Tuesday, March 31, 2015
In the afternoon on Palm Sunday I found myself in the pew of a church I’d never been to, surrounded mostly by people I had never met before. As a pastor, I had already worshipped three times that weekend with my own congregation. It had also been a long weekend of celebrating and re-celebrating the birthdays of my husband and son.
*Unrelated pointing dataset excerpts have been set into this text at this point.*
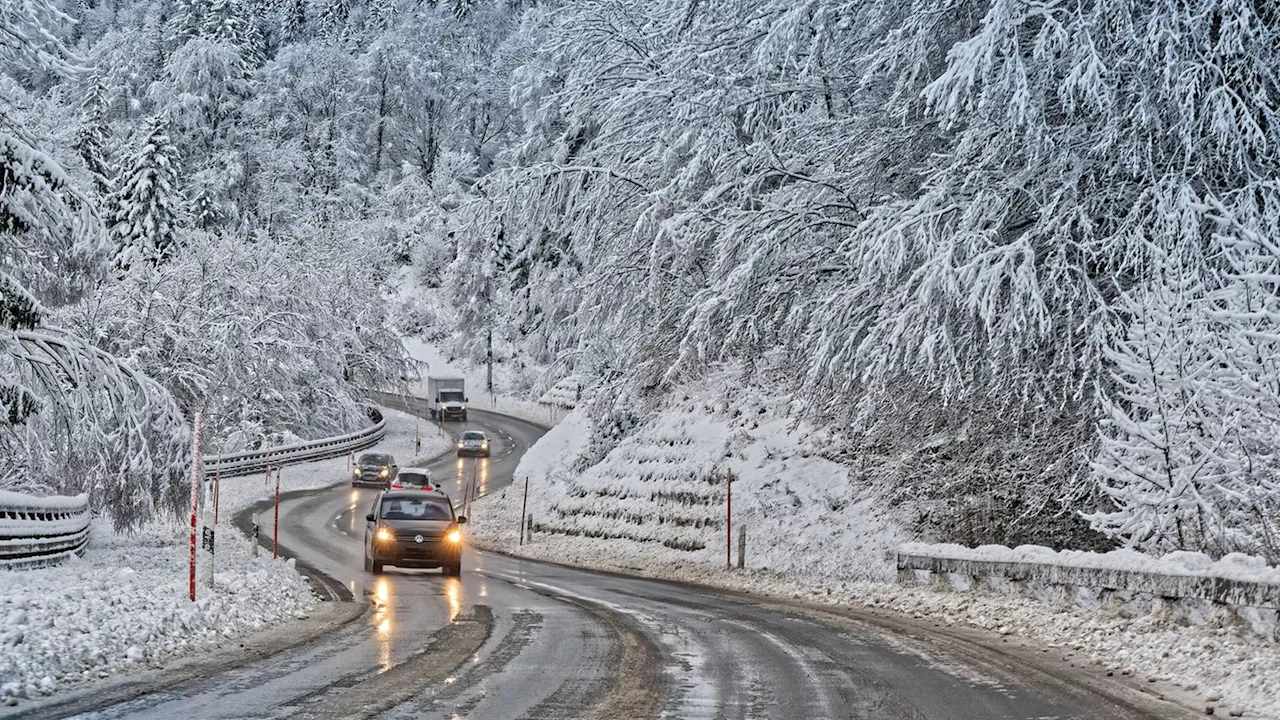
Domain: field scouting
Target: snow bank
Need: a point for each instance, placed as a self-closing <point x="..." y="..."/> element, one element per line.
<point x="1234" y="566"/>
<point x="124" y="605"/>
<point x="658" y="500"/>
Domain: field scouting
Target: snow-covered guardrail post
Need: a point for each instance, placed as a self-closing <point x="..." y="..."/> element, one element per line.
<point x="41" y="531"/>
<point x="1235" y="582"/>
<point x="274" y="458"/>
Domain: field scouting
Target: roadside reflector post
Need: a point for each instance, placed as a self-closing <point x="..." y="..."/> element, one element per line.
<point x="741" y="547"/>
<point x="728" y="520"/>
<point x="524" y="505"/>
<point x="275" y="532"/>
<point x="195" y="497"/>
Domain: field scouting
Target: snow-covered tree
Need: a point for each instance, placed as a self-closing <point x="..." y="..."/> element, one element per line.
<point x="146" y="204"/>
<point x="77" y="418"/>
<point x="91" y="141"/>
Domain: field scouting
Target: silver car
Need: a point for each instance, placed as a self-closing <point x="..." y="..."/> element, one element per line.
<point x="474" y="442"/>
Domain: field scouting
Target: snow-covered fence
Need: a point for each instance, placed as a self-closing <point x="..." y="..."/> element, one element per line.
<point x="41" y="531"/>
<point x="1238" y="580"/>
<point x="257" y="460"/>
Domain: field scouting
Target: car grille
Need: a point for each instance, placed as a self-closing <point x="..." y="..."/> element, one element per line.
<point x="410" y="537"/>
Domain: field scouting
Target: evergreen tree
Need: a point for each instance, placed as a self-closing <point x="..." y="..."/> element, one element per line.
<point x="293" y="21"/>
<point x="77" y="419"/>
<point x="91" y="140"/>
<point x="333" y="17"/>
<point x="462" y="8"/>
<point x="1161" y="459"/>
<point x="145" y="206"/>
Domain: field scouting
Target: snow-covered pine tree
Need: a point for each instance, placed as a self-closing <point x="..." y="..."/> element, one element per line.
<point x="1161" y="458"/>
<point x="188" y="19"/>
<point x="333" y="17"/>
<point x="293" y="21"/>
<point x="91" y="140"/>
<point x="146" y="204"/>
<point x="77" y="419"/>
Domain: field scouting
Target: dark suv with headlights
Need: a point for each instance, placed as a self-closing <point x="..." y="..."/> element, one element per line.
<point x="414" y="528"/>
<point x="375" y="469"/>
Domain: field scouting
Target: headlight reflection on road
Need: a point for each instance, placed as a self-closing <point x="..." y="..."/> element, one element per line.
<point x="453" y="592"/>
<point x="383" y="629"/>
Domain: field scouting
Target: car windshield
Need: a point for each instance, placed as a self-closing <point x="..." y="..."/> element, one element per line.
<point x="415" y="509"/>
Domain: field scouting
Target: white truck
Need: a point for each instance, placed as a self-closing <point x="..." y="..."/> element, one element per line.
<point x="447" y="399"/>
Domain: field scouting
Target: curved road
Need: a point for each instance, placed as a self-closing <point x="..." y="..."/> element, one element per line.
<point x="516" y="638"/>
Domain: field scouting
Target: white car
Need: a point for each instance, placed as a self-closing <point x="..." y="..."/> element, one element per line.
<point x="474" y="442"/>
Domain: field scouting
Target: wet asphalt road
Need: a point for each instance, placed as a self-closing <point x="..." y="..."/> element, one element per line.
<point x="515" y="638"/>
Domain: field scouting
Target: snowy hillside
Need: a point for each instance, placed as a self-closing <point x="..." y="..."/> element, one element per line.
<point x="658" y="496"/>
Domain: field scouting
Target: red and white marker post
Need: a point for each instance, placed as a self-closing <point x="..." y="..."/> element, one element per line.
<point x="275" y="532"/>
<point x="524" y="505"/>
<point x="195" y="495"/>
<point x="728" y="520"/>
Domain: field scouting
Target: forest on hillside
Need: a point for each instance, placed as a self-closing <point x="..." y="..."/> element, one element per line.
<point x="1023" y="254"/>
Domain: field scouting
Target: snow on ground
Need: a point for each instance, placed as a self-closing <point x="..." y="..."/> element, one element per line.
<point x="124" y="605"/>
<point x="813" y="536"/>
<point x="659" y="501"/>
<point x="236" y="493"/>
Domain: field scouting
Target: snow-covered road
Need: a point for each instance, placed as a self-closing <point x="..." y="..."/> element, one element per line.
<point x="520" y="638"/>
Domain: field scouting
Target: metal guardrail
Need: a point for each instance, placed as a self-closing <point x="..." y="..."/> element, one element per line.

Back at home, I still had out of town guests waiting in a house that I knew was a mess.
In this worship service I had no responsibilities.
I did not have to do anything.
I did not have to be there.
My own long list of unfinished to-do’s for the coming week still hung in the air.
It was a foolish use of my time.
And then the benediction came:
And may God bless you with enough foolishness
to believe that you can make a difference in this world,
so that you can do what others claim cannot be done.
We live in a culture that demands that things make sense:
Love those who love you.
Act out of self-interest.
Consider the cost.
And in the face of all of that, here comes the foolishness of Holy Week.
God made flesh, simply for love’s sake, ready to give everything for a world that will reject him.
A friend who welcomes all to the table--especially the ones who do not deserve to be there.
A king who seeks to serve, getting on his knees like a slave.
God’s Son convicted and executed as a criminal.
A victory that comes only through the most crushing of defeats.
New life born from the tomb.
Messengers greeting failed disciples with words of forgiveness, not judgment.
These are foolish things that we do:
But considering the foolish ways of God, we cannot be any other way.